Эадан и Валезириан брели по дороге мимо пустых полей, лежащих под слоем снега. Усадьба, где они едва избегли смерти, скрылась из виду. На смену непроглядной тьме явились серые дневные сумерки. Пошел мелкий колючий снег. Порывистый ветер пригоршнями бросал его в лица путников, закидывал снег им за шиворот. Эадан бормотал себе под нос проклятия. Он был не в духе. Он не выспался, не наелся как следует – в животе бурчало от недоваренного проса – и, ко всему прочему, он жалел обломок нашейного кольца, опрометчиво отданный старику. Тогда Эадану хотелось совершить нечто впечатляющее, великодушное – так и подобает поступать благородному эсу, – но теперь его обуяла жадность. Видит Орнар, этот старик заслуживал стали, а не серебра!

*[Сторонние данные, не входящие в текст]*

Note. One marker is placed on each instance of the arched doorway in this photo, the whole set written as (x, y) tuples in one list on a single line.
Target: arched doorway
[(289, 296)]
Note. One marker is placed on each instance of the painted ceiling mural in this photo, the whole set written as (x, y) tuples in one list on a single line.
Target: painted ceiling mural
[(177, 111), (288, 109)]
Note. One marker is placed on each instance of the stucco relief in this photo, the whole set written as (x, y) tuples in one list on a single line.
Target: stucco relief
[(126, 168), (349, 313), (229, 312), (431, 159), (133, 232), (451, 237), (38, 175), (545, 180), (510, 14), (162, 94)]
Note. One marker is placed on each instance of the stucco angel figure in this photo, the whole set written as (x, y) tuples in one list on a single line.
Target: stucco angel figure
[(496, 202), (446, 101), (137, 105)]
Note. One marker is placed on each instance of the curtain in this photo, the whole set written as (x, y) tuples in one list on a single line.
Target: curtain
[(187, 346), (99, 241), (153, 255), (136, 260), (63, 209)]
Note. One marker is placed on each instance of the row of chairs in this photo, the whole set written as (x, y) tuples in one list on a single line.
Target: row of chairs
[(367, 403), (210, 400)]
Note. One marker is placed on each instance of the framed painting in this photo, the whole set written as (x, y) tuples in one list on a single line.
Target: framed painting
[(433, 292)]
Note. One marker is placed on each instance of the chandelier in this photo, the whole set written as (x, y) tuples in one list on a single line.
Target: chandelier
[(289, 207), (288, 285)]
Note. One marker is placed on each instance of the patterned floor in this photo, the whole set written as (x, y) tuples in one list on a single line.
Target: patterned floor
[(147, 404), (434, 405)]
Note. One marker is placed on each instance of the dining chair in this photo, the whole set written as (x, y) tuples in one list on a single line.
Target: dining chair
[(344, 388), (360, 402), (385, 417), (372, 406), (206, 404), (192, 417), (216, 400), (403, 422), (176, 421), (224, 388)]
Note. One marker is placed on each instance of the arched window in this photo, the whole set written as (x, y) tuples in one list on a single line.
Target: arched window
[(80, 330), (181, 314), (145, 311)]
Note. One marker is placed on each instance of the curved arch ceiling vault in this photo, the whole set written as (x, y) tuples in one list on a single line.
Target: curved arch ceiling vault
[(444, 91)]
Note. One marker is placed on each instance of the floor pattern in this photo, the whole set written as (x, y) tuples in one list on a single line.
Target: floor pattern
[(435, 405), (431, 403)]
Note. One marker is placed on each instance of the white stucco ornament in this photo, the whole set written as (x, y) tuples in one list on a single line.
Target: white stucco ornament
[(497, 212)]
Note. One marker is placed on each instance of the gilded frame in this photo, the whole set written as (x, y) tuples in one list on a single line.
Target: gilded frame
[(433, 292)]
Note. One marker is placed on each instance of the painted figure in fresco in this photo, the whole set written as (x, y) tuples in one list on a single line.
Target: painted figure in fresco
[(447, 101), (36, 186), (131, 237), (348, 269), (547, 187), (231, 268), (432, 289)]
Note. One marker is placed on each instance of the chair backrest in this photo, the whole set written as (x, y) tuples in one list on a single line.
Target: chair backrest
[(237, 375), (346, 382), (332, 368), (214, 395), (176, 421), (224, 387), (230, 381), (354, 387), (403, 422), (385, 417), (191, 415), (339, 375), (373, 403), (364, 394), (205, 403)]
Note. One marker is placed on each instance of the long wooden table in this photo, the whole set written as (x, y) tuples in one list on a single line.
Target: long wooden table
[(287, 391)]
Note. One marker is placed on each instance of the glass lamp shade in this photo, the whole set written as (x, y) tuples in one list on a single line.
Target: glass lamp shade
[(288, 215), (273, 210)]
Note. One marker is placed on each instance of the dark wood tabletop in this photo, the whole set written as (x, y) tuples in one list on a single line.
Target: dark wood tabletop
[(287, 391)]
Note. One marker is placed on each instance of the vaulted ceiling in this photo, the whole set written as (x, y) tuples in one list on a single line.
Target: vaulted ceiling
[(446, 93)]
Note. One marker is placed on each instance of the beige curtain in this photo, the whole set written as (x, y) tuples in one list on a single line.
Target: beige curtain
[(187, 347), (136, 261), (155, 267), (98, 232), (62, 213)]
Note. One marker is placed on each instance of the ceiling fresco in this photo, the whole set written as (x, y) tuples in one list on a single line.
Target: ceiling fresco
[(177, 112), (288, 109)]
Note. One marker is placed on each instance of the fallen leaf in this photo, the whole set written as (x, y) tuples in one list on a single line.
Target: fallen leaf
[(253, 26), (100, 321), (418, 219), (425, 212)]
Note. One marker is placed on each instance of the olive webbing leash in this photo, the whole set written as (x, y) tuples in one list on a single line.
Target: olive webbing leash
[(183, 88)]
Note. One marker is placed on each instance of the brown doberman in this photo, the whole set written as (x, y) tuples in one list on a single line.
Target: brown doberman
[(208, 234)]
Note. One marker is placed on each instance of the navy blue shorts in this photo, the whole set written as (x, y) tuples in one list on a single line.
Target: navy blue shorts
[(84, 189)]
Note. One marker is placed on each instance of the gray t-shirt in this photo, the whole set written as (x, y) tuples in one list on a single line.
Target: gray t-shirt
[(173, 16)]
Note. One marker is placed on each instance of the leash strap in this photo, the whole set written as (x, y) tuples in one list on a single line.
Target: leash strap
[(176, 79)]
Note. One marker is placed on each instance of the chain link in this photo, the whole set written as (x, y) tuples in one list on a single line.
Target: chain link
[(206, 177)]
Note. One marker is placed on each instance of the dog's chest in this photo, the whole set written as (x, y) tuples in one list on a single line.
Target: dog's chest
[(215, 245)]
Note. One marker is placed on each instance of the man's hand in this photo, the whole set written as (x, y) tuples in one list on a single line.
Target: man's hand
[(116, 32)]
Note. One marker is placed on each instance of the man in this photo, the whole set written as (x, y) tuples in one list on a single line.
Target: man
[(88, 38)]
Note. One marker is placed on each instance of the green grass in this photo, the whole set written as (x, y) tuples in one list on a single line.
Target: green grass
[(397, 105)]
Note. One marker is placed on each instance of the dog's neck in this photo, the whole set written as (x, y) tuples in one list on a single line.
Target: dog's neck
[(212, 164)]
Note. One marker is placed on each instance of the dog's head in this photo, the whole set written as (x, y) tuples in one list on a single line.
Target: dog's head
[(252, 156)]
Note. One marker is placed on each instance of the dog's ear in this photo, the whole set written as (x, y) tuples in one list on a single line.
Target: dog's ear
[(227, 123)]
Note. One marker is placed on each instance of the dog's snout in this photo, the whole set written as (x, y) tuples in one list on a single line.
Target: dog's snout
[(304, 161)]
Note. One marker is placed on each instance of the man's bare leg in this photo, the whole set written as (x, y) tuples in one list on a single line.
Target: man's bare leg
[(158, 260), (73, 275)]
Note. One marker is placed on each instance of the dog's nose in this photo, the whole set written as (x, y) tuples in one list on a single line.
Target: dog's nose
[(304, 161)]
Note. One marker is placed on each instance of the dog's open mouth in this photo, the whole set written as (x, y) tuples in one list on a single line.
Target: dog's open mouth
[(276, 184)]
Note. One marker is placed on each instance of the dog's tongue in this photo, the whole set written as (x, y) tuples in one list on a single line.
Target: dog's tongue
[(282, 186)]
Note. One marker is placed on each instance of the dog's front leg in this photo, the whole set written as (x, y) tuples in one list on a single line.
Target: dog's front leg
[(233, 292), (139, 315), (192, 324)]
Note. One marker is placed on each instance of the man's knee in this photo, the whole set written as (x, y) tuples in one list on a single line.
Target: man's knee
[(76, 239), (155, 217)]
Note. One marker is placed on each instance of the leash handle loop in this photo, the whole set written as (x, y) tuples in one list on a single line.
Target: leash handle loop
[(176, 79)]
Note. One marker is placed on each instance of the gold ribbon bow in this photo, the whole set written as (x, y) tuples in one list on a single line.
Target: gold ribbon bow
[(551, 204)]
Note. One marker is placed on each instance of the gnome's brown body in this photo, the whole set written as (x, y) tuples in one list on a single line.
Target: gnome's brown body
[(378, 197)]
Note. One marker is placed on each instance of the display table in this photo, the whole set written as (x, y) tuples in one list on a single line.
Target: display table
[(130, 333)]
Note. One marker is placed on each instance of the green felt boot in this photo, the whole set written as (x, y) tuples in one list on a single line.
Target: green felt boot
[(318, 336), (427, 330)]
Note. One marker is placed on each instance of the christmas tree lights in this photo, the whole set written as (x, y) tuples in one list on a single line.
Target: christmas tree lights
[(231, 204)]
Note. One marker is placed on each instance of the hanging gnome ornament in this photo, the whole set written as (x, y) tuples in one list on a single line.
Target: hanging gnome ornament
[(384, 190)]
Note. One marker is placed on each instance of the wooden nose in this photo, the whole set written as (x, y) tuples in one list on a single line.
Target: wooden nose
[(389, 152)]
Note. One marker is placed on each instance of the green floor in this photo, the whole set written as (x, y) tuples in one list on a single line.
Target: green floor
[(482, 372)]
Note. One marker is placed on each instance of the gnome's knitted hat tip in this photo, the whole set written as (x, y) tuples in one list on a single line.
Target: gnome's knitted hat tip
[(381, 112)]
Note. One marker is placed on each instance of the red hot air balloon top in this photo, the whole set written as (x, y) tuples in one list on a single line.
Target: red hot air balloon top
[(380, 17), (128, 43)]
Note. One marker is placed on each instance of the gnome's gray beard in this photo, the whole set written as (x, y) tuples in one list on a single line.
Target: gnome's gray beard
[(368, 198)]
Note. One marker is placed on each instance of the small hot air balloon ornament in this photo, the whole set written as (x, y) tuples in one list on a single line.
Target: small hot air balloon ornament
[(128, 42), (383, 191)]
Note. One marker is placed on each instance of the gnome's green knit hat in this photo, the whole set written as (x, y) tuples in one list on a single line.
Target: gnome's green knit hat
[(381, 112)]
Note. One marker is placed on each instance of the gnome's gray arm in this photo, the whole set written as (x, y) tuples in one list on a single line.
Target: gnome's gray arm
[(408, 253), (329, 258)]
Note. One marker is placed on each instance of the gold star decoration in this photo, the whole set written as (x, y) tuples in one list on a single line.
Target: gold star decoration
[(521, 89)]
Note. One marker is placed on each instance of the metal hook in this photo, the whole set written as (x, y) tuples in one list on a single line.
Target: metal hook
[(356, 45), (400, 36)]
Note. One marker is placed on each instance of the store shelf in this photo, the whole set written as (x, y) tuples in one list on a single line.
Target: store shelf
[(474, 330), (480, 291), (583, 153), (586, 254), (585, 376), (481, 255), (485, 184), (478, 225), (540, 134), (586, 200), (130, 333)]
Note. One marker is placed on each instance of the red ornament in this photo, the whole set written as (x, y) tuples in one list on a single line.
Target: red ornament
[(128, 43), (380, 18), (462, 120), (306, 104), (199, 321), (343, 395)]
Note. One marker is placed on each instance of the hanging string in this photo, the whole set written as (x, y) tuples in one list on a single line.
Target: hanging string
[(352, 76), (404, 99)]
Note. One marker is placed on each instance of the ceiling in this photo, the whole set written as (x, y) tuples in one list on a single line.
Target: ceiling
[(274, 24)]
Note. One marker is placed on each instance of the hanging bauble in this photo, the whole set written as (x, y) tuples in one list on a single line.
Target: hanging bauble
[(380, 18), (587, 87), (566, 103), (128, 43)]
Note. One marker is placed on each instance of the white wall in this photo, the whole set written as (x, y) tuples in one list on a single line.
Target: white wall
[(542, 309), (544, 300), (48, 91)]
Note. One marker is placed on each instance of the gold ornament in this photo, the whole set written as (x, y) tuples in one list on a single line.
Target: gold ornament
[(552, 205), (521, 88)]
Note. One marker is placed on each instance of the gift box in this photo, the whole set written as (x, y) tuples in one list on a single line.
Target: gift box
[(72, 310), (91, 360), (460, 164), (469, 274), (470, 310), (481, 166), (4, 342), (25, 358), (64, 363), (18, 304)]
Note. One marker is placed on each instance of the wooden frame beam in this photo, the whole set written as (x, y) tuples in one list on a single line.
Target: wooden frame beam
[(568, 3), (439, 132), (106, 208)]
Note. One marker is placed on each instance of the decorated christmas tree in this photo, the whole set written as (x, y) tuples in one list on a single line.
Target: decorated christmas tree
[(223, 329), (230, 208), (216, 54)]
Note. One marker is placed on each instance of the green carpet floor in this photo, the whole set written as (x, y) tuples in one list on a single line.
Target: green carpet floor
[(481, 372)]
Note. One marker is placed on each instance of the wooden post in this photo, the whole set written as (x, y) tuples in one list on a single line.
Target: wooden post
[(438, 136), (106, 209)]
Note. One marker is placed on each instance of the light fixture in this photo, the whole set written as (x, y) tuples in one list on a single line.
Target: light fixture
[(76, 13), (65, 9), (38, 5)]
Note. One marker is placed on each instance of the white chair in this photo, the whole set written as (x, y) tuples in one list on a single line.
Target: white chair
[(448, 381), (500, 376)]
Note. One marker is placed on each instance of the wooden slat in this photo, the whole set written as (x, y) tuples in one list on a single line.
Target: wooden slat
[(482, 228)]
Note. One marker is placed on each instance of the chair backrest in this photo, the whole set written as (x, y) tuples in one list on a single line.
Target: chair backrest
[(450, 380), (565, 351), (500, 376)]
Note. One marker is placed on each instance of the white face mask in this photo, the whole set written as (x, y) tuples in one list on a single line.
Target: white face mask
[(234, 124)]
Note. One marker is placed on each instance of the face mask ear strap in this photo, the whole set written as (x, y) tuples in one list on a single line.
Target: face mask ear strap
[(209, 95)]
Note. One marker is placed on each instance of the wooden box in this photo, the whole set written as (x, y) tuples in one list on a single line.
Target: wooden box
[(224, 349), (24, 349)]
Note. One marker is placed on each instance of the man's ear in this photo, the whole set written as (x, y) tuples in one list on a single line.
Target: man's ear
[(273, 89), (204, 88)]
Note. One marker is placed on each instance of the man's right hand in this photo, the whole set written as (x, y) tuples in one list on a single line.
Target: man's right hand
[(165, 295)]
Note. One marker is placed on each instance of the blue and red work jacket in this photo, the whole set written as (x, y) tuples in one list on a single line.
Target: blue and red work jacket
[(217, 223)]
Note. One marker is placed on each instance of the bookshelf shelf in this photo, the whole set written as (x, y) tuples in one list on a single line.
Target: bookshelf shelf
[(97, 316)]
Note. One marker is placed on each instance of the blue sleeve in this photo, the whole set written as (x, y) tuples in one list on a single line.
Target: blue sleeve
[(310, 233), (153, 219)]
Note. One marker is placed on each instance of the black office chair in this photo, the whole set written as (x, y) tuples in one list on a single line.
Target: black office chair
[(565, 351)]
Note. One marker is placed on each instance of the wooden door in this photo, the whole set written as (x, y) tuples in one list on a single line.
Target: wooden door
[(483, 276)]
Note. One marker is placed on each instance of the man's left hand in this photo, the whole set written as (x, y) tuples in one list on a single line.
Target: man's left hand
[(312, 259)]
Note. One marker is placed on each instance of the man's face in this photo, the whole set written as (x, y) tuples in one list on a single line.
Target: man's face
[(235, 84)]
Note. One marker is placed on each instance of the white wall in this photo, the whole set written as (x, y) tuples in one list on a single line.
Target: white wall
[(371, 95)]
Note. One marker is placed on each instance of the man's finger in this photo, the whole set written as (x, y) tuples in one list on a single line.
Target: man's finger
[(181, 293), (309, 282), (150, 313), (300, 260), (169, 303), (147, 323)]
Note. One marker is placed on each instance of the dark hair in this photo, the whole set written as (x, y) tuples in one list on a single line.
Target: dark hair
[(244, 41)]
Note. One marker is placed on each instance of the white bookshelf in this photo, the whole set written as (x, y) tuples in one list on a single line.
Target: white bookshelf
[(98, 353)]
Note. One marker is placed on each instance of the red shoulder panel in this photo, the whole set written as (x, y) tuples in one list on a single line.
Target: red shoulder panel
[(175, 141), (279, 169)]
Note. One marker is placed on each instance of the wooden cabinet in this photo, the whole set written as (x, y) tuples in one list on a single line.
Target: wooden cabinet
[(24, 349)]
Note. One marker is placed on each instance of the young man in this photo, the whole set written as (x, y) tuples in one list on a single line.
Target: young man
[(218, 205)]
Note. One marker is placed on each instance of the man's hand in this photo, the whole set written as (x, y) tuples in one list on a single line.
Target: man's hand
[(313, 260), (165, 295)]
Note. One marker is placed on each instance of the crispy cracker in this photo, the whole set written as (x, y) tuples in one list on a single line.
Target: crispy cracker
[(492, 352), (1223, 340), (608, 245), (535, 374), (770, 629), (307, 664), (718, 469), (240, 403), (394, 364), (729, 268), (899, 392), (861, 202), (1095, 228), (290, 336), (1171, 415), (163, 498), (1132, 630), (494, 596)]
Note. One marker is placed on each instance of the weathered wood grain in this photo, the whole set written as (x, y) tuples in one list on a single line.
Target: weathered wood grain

Словно догадавшись о его раздумьях, Керхе крикнул, перекрывая свист ветра:


– Может… старого убить надо еще? Этот способен рассказывал… Нет, не так. Он способен рассказать… о нас.


Эадан мотнул головой.


– Я сам расскажу об убийстве, как только нам встретится какой-нибудь хутор.


– Расскажу?! Для что?! – изумился Керхе.


Эадан посмеялся над его глупостью.


– Вам, хризам, не понять, – сказал он с сознанием собственного превосходства. Потом все-таки снисходительно объяснил: – Нужно объявить людям об убийстве сегодня же, иначе это будет считаться бесчестным умерщвлением, – помолчав, он признался: – Да и что его скрывать? Если бы у той женщины и старика была сильная родня, разве бы они сидели, голодные и нищие, в пустом доме? Их родичи или все перемерли, или отвернулись от них. Никто не потребует у меня выкупа за убийство – серебром ли, кровью ли. Я дал старику столько, сколько не дают и за мужчин – не то, что за женщин, – добавил Эадан с сожалением. – На землях Морлы я и так уже изгнанник. Что мне терять?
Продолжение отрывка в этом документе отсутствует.